Beleaguered Bengals to disappoint again

The past couple of weeks certainly have been an interesting and exciting time for NFL fans.
First, a nearly five-month lockout that threatened the very existence of the 2011 season came to end in late July. And while those on the players’ and owners’ sides may have claimed victory, in the end I think it’s safe to say that the fans were just happy that professional football was going to be back this fall.
The second exciting event has been occurring over the last few days as a free agent frenzy has broken loose with big-name players arriving in new cities, with the biggest move seeing Pro Bowl defensive back Nnamdi Asomugha leaving the Oakland Raiders and joining the Philadelphia Eagles.
While the hopes of their team reaching the Super Bowl is high among most fans heading into the start of the season next month, there is one team that most certainly has no hope of making any noise this year—and that’s leaving fans like me with a certain degree of despair.
The team in question is the Cincinnati Bengals, and being a supporter of them this season will be the equivalent of spending 16 weeks of repeatedly having your wisdom teeth ripped out.
While the Bengals have never had a sniff of lifting the Vince Lombardi Trophy since their last appearance in the championship game back in 1989, the team did win two AFC North division titles in 2005 and 2009, which has given their fans a little bit of hope after years of mediocrity.
After a 4-12 record a season ago, it seemed like the rebuilding process was back on again in Cincinnati. But instead, the off-season turned into an out-of-control train wreck.
Despite a losing record, head coach Marvin Lewis was re-signed for a ninth season. The team then traded out-spoken but productive wide receiver Chad Ochocinco once the lockout was over.
However, the most dramatic situation is continuing to play out with long-time Bengals’ quarterback Carson Palmer, who has threatened to retire from the NFL at the age of 31 if he isn’t traded from the team.
?So far, the team has been calling his bluff and decided to let him sit out the start of the season, with unheralded rookie Andy Dalton set to lead the way on offense.
Normally, a fresh start may lead to some optimism for fans of a franchise. But when a situation is as bad as the Bengals’ currently is, there certainly is anything but that going around right now.
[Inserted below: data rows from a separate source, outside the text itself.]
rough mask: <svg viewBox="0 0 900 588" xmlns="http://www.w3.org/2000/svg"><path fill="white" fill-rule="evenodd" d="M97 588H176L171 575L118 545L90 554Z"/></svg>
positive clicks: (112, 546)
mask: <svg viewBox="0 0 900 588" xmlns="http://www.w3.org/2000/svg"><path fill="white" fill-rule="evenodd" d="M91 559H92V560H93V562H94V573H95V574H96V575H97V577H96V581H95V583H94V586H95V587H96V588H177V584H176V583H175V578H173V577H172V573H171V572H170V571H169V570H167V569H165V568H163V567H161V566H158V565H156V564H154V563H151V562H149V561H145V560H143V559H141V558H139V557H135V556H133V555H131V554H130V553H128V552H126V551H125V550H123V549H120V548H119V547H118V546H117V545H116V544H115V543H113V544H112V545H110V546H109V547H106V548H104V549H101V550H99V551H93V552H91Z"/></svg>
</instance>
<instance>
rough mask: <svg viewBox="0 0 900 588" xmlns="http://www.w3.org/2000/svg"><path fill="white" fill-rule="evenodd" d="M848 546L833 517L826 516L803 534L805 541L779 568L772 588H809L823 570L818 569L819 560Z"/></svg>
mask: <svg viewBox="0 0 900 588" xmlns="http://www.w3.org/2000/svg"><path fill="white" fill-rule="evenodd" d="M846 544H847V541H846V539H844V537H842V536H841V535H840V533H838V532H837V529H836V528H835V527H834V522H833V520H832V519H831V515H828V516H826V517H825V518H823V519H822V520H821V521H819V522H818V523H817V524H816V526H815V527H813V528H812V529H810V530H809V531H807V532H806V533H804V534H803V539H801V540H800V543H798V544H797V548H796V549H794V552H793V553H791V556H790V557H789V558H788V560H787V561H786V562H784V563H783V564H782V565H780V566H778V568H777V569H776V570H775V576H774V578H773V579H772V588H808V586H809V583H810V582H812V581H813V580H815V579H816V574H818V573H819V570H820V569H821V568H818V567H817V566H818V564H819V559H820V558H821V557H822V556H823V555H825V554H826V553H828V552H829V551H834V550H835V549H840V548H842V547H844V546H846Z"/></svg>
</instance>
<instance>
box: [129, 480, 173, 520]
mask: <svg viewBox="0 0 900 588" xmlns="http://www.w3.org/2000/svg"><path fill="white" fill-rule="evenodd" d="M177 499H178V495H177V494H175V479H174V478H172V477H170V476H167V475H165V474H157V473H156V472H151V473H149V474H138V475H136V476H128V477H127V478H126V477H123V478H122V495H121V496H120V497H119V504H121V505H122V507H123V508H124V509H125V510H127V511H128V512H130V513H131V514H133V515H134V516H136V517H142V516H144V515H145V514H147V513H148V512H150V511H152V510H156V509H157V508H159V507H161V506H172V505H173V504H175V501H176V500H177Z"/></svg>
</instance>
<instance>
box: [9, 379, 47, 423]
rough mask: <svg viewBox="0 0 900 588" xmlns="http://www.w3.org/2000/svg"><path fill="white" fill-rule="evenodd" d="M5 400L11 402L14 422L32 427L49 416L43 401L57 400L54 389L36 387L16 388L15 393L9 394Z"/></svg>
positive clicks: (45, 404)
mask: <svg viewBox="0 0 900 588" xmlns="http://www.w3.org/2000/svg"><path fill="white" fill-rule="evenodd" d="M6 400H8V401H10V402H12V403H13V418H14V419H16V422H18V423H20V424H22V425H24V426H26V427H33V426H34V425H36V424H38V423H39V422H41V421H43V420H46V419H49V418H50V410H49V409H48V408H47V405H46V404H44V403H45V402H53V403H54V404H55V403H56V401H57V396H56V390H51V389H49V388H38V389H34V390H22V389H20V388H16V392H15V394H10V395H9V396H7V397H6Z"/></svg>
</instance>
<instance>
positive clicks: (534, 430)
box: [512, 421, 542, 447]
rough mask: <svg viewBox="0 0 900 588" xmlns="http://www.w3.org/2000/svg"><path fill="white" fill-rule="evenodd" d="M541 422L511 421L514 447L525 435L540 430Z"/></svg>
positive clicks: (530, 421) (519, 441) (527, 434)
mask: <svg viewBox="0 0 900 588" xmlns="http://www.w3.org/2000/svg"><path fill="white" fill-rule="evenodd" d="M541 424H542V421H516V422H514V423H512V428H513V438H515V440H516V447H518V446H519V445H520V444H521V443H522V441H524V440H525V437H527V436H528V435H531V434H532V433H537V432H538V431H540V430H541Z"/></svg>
I mean, when the usual laughing stocks of the NFL in the Detroit Lions are predicted to have a better season than you, you know you’re in problems.
The old saying goes: “You can’t tell the players without a program” certainly rings true for this year’s Bengals because even as a fan, I had to consult Wikipedia to name most of the roster.
And speaking of those Detroit Lions, I wouldn’t be surprised if the Bengals went 0-16 this season—becoming just the second team in NFL history to be that bad.
So while every fan of the 31 other teams in the league have their goals set high for the season, I and other Bengals’ fans seemingly are left with nothing, and quite frankly it is no fun at all.
I have mentioned before in this space that being a fan of a bad team sometimes can be fun. But in the case of the Bengals and being a supporter of theirs, there is certainly no hope on the horizon at the moment.
Sure, the playoff appearances were nice, but the team hasn’t even won a playoff game since I was running around diapers.
And as another depressing NFL fall for me draws closers and closer, I’m starting to understand how those long-suffering fans of teams like the Lions and baseball’s Pittsburgh Pirates sort of dread the time of the year when the season is about to begin—and they already know their team has nope of winning.